Sur ce dernier point, le Conseil d’Etat estime que, si le simple fait qu’une organisation prenne des positions dans le débat public n’interdit pas à une collectivité territoriale de lui accorder un soutien pour des actions mentionnées à l’article L. 1115-1 du CGCT, c’est à la condition que cette action ne constitue pas en réalité une action à caractère politique et que la collectivité territoriale qui décide d’apporter son soutien à une telle organisation s’assure que son aide sera exclusivement destinée au financement d’une action de coopération, d’aide au développement ou à caractère humanitaire, et ne sera pas utilisée pour financer les autres activités de cette organisation (points 7 et 8 de l’arrêt).

Le cadre juridique applicable ayant été rappelé et précisé, le Conseil d’Etat considère qu’une collectivité territoriale peut légalement apporter un soutien financier à l’association SOS Méditerranée pour son action humanitaire de sauvetage en mer.

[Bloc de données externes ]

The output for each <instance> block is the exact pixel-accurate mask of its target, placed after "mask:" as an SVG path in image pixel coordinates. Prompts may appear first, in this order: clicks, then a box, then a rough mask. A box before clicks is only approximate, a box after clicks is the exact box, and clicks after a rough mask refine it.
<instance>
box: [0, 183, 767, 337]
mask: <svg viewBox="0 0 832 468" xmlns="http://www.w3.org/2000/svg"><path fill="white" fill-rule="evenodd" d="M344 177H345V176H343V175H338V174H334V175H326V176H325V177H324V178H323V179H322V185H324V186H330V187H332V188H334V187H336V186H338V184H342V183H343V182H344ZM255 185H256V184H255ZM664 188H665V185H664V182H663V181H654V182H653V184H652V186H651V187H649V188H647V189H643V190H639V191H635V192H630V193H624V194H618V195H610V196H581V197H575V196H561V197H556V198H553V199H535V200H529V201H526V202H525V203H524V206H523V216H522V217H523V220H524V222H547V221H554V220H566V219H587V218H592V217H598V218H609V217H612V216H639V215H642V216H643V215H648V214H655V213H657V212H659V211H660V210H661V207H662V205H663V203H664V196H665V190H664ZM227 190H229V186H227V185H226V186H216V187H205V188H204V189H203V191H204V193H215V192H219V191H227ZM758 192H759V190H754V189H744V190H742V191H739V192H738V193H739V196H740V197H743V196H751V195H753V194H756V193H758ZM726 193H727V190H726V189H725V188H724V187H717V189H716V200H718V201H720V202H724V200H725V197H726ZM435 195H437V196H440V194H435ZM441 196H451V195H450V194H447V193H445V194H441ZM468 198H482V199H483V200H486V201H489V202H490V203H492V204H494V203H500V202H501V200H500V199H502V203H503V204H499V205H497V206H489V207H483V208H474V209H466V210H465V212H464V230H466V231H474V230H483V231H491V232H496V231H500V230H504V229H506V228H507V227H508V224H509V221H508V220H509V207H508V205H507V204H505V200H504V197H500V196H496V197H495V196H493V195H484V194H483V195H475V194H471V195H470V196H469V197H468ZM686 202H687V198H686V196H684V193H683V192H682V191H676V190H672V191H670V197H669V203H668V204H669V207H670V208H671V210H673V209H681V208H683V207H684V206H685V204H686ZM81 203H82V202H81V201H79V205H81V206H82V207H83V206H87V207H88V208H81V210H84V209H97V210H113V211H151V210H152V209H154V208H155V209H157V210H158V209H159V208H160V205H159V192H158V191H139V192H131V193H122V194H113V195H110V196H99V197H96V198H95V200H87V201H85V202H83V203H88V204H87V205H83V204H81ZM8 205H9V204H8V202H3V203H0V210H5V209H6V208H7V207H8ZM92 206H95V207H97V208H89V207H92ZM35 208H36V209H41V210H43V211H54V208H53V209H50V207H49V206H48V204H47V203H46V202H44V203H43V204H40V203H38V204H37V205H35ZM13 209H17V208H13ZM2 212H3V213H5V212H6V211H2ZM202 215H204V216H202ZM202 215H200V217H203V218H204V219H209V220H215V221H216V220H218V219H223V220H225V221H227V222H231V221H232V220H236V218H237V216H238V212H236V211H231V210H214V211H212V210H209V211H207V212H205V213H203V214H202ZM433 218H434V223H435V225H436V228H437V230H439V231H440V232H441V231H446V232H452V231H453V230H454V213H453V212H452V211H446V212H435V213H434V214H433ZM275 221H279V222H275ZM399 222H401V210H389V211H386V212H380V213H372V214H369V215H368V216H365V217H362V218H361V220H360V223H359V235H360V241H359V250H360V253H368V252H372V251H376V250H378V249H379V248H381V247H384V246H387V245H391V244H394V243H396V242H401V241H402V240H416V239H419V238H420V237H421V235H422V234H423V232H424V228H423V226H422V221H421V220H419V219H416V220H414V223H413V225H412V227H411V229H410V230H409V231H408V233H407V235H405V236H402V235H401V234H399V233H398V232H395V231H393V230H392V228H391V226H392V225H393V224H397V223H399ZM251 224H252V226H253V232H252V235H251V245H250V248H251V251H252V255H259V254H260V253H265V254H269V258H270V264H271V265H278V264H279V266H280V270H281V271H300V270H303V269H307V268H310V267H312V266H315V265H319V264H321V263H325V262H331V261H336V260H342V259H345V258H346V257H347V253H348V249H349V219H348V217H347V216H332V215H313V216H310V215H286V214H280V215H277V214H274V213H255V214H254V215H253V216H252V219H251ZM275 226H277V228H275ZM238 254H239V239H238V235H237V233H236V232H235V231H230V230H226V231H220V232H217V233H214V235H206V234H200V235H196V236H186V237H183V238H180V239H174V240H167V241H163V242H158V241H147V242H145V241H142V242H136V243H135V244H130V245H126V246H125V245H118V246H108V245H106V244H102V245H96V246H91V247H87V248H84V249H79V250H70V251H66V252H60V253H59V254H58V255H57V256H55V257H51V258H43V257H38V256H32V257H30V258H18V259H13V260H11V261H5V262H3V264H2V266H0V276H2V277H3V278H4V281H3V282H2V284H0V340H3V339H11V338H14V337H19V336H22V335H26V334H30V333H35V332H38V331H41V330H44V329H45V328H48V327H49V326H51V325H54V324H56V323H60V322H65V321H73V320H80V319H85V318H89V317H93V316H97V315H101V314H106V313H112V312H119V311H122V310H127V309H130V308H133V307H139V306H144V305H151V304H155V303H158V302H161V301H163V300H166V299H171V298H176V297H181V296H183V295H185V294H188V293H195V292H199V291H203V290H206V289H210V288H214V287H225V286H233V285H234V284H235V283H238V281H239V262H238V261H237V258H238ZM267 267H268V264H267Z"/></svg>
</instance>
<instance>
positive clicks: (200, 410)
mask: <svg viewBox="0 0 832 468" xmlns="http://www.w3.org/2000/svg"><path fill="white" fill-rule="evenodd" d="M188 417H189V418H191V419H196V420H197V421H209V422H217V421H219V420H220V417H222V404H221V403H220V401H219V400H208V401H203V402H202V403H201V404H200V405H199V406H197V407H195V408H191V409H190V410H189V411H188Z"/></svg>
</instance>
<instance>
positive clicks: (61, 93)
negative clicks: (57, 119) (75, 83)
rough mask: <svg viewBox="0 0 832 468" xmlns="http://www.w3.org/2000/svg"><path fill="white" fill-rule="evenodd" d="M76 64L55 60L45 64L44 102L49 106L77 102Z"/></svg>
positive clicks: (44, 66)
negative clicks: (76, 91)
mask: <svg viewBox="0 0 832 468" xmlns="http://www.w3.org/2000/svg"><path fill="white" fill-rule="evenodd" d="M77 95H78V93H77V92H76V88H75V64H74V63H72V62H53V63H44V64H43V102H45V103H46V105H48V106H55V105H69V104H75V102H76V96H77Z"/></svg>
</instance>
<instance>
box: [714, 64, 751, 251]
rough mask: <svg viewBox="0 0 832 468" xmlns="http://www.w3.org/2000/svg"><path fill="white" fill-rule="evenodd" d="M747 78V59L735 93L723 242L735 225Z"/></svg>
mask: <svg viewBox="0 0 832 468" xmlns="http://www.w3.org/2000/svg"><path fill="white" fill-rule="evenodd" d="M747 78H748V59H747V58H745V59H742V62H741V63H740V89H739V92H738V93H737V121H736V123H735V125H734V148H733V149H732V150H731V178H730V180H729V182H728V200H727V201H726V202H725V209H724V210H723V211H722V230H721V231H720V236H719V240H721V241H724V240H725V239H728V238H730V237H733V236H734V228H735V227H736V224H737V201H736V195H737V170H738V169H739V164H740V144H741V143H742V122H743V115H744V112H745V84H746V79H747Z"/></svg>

Il juge à cet égard que l’activité de sauvetage en mer de SOS Méditerranée est bien une action internationale à caractère humanitaire, et non une action de nature politique. Il relève qu’elle est menée en conformité avec les principes du droit maritime international, qui prévoient l’obligation de secourir les personnes se trouvant en détresse en mer, et de les débarquer dans un lieu sûr dans un délai raisonnable, quel que soit leur nationalité ou leur statut, et juge qu’elle n’est pas contraire aux engagements internationaux de la France. Il relève également que si les autorités de certains États de l’Union européenne ont pu refuser le débarquement des navires de l’association, celle-ci y a déféré, et que les autorités françaises ont d’ailleurs contesté la conformité de ces refus au droit maritime international, et juge que, dans ces conditions, cette activité ne peut être regardée comme interférant avec la conduite par l’État des relations internationales de la France.

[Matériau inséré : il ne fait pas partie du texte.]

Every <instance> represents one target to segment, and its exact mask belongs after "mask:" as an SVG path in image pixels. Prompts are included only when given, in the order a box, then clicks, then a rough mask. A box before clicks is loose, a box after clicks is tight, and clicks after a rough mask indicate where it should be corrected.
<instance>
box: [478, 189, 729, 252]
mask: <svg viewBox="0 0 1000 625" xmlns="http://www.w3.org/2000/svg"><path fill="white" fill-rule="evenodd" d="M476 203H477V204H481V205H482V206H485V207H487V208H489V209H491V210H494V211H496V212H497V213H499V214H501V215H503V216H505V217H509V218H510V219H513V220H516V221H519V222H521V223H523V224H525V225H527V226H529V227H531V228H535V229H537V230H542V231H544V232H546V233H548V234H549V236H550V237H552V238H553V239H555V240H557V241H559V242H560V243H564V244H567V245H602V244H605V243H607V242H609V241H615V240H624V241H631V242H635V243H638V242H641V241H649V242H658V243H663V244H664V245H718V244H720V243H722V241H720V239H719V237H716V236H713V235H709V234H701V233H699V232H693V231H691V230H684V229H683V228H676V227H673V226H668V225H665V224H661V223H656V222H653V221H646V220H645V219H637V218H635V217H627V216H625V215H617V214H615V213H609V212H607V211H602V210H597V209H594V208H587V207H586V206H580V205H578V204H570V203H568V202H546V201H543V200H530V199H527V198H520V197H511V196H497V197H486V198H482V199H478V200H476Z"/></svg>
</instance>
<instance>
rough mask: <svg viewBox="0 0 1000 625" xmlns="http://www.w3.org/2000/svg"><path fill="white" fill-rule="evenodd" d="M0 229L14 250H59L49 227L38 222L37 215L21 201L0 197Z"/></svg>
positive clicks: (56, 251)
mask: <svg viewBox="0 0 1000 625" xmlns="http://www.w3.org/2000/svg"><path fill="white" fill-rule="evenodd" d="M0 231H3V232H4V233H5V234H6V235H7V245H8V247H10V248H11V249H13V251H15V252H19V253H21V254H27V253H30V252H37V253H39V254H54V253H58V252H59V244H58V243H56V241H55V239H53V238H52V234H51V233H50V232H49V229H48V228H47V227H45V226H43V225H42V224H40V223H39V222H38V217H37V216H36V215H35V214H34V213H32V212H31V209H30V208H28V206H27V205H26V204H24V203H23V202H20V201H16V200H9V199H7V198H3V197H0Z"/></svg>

Il ajoute que le fait que les responsables de SOS Méditerranée aient pris des positions dans le débat public sur la politique de l’Union européenne et de certains États en matière de sauvetage en mer des migrants en Méditerranée ne suffit pas à interdire aux collectivités territoriales d’apporter un soutien à son activité opérationnelle de sauvetage en mer, à condition de réserver ce soutien à cette seule activité.

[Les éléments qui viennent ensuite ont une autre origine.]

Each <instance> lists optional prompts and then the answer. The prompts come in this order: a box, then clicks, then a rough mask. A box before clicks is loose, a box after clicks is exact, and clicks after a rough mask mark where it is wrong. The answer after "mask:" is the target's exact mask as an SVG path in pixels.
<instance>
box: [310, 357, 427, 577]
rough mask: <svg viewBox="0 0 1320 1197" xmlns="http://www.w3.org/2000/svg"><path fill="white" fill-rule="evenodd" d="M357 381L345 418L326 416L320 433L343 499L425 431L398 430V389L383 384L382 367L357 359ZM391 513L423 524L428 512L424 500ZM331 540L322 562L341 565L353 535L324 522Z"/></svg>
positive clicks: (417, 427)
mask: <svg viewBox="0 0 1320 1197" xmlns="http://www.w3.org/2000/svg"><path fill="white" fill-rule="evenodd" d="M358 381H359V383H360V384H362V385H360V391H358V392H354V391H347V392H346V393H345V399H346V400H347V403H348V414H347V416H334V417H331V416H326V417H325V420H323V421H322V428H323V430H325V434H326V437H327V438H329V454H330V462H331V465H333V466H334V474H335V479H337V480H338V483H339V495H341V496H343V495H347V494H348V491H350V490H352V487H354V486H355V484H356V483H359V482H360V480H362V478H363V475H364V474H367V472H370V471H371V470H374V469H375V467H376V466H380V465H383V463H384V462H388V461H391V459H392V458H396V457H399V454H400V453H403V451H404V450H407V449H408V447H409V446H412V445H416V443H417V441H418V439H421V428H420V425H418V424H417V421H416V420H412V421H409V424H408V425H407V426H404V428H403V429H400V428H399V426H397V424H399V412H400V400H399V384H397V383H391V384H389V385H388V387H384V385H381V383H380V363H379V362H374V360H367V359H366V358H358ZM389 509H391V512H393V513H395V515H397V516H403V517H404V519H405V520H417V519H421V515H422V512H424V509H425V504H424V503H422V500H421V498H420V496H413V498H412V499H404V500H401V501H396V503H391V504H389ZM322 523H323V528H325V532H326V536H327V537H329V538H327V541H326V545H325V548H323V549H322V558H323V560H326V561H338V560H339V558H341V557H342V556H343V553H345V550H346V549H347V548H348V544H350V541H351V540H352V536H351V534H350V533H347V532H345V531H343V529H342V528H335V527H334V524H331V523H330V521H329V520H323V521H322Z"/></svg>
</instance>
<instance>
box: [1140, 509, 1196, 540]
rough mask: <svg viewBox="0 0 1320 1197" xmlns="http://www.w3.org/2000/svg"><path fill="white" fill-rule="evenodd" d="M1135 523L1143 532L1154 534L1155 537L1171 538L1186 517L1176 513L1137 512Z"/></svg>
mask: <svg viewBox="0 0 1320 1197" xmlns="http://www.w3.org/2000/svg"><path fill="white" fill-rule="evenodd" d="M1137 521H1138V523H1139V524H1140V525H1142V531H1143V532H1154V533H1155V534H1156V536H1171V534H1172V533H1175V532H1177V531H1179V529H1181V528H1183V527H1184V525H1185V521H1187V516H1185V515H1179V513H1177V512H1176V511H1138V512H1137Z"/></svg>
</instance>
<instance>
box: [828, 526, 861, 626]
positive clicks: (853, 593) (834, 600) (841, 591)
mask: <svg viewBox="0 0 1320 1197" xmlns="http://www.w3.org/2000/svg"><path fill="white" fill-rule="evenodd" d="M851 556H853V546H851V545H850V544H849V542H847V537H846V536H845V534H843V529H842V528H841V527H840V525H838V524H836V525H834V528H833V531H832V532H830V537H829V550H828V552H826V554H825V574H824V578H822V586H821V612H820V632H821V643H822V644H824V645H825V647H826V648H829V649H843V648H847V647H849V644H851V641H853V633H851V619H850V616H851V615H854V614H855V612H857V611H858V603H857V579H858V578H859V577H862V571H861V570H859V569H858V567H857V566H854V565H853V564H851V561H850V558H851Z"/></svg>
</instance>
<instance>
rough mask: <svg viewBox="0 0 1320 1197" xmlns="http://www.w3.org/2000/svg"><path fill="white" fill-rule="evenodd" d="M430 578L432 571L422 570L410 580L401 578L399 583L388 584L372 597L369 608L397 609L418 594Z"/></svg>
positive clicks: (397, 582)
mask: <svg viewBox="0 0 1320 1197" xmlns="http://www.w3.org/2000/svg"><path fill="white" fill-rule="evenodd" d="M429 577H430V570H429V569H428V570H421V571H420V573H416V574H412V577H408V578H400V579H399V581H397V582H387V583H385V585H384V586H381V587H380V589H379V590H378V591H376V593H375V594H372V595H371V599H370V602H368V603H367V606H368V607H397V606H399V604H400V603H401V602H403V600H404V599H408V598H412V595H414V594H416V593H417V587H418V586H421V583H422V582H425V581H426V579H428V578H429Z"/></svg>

Sur le fond, la section du contentieux juge que la subvention accordée par la ville de Paris (n° 472155) « est exclusivement destinée à financer l’affrètement d’un nouveau navire en vue de permettre à l’association de reprendre ses activités de secours en mer ». Il estime également que la convention conclue avec SOS Méditerranée prévoit que l’utilisation de la subvention à d’autres fins que l’activité de sauvetage en mer entraîne la restitution de tout ou partie des sommes déjà versées et que la ville de Paris peut effectuer des contrôles, y compris sur pièces et sur place, pour s’assurer du respect de ces obligations. Le Conseil d’État en déduit que la destination de ce soutien est donc suffisamment encadrée. Pour les mêmes motifs, le Conseil d’Etat rejette également le recours contre la subvention accordée par le département de l’Hérault (n° 474507).

En revanche, celle attribuée par la commune de Montpellier (n° 474652) est annulée, aucun élément ne permettant d’établir « que la commune se serait assurée, […], que son aide serait exclusivement destinée au financement de l’action internationale à caractère humanitaire qu’elle entendait soutenir ». Notons que dans cette dernière affaire, la haute juridiction juge qu’une délibération « qui a pour objet d’accorder une subvention, a par elle-même une incidence directe sur le budget communal, [ce] qui suffit à conférer à un requérant établissant sa qualité de contribuable communal un intérêt pour agir », sans qu’il soit nécessaire d’établir que les conséquences directes de cette délibération sur les finances communales seraient d’une importance suffisante.

 

[1] V. en ce sens TA Montpellier, 19 octobre 2021, n° 2003886 ; TA Paris 12 septembre 2022, n° 1919726 ; TA Nantes, 19 octobre 2022, n° 202012829.

[2] CAA Bordeaux, 7 février 2023, n° 20BX04222 ; CAA Paris, 3 mars 2023, n° 22PA04811.